Unfortunately, our screen isn't 3D (yet), so first we need to "project" this point onto a 2D surface. Projection is...well, its basically a mapping that looks like:
(x, y, z) => (x, y)
The number of possible projections is nigh-infinite: for example, we could just shift over the X
and Y
coordinates by Z
:
func(x, y, z) => new point2d(x + z, y + z);
Usually, you want this projection to mimic the projection the human retina does when looking at 3D scenes, however, so we bring in the concepts of a View Projection. There are a few different view projections, like Orthographic, YawPitchRoll-defined, and Perspective/FOV-defined; each of these has a couple of key bits of data you need to properly build the projection.
A Perspective/FOV based projection, for example, needs:
- The position of your "eyeball" (i.e., the screen)
- How far into the distance your "eyeball" is capable of focusing (the "far clipping plane")
- Your angular field of view (i.e., hold your arms out, just at the edges of your peripheral vision)
- The ratio of width to height for the "lens" you're looking through (typically your screen resolution)
Once you've got these numbers, you create something called a "bounding frustum", which looks a bit like a pyramid with the top lopped off:
\-----------------/
\ /
\ /
\ /
\ /
\-------/
Or from the front:
___________________
| _____________ |
| | | |
| | | |
| | | |
| | | |
| | | |
| |_____________| |
|___________________|
I won't do the matrix calculations here, since that's all well defined elsewhere - in fact, most libraries have helper methods that'll generate the corresponding matrices for you - but here's roughly how it works:
Let's say your happy little point lies in this frustum:
\-----------------/
\ /
\ o<-pt /
\ /
\ /
\-------/
___________________
| _____________ |
| | | |
| | | |
|o | | |
|^---- pt | |
| | | |
| |_____________| |
|___________________|
Notice it's way off to the side, so far that it's out of the "near clip plane" rectangle - What would it look like if you "looked into" the smaller end of the pyramid?

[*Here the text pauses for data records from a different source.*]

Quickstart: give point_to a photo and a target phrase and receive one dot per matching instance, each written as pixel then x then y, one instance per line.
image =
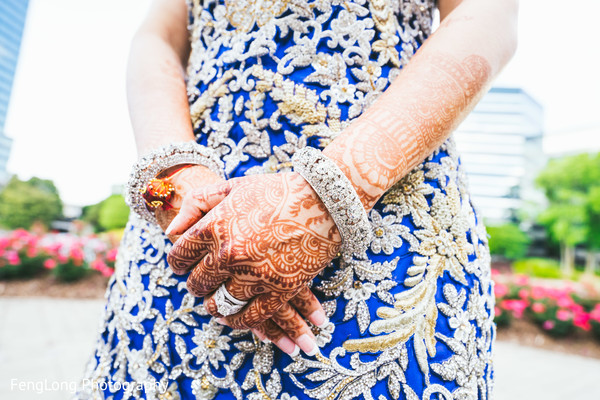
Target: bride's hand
pixel 265 237
pixel 184 182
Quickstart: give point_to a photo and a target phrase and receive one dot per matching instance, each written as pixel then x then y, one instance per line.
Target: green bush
pixel 24 202
pixel 113 213
pixel 538 267
pixel 508 241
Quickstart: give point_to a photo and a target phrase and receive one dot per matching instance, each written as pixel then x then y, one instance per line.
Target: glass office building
pixel 12 22
pixel 501 149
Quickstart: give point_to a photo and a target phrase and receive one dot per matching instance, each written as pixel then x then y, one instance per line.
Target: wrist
pixel 156 163
pixel 339 197
pixel 340 151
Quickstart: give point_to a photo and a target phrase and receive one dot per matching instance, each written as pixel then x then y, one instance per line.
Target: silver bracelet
pixel 158 160
pixel 339 197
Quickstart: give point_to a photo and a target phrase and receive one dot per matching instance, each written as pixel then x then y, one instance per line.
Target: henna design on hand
pixel 397 133
pixel 264 236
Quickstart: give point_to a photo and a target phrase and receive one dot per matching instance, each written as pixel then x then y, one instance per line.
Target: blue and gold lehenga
pixel 413 321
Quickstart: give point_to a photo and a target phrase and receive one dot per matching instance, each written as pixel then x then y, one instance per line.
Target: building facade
pixel 501 146
pixel 12 22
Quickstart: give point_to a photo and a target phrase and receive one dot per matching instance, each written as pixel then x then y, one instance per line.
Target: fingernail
pixel 324 324
pixel 260 336
pixel 307 344
pixel 318 318
pixel 286 345
pixel 169 229
pixel 295 352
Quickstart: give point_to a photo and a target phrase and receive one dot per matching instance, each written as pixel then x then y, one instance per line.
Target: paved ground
pixel 44 344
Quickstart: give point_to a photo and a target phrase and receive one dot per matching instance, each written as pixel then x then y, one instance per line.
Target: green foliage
pixel 572 187
pixel 70 271
pixel 538 267
pixel 508 241
pixel 24 202
pixel 113 213
pixel 91 215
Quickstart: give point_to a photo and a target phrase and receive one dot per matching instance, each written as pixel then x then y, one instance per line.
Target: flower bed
pixel 559 310
pixel 68 257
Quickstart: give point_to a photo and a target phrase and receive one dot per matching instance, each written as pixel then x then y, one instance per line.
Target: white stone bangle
pixel 339 197
pixel 158 160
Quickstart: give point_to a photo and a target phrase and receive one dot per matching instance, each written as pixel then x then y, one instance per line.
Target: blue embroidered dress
pixel 413 321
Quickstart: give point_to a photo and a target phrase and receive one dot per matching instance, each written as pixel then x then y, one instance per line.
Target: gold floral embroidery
pixel 243 14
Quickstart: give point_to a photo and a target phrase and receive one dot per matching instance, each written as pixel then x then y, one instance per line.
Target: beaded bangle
pixel 339 197
pixel 149 166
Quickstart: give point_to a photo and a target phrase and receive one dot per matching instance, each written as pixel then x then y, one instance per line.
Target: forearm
pixel 156 92
pixel 429 98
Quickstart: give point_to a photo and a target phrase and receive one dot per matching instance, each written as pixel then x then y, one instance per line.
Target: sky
pixel 68 114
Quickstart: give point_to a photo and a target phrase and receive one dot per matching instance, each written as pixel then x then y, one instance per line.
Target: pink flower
pixel 565 301
pixel 547 325
pixel 582 320
pixel 111 256
pixel 32 252
pixel 595 313
pixel 538 307
pixel 563 315
pixel 516 306
pixel 13 257
pixel 500 290
pixel 522 280
pixel 538 292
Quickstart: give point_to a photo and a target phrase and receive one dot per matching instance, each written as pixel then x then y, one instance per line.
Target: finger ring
pixel 226 303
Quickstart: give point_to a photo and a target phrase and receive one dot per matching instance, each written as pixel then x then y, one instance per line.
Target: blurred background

Much like looking into a Prism (or a lens), the point would be "bent" into view:
___________________
| _____________ |
| | | |
| | | |
|>>>o <- pt is | |
| | shifted | |
| | | |
| |_____________| |
|___________________|
Put another way, if you had a bright light behind the frustum, where would the shadows from your points be "cast" upon the near clipping field? (the smaller rectangle) That's all projection is - a mapping of one point to another, in this case, removing the Z component and altering the X and Y accordingly in a way that "makes sense" to our eyes.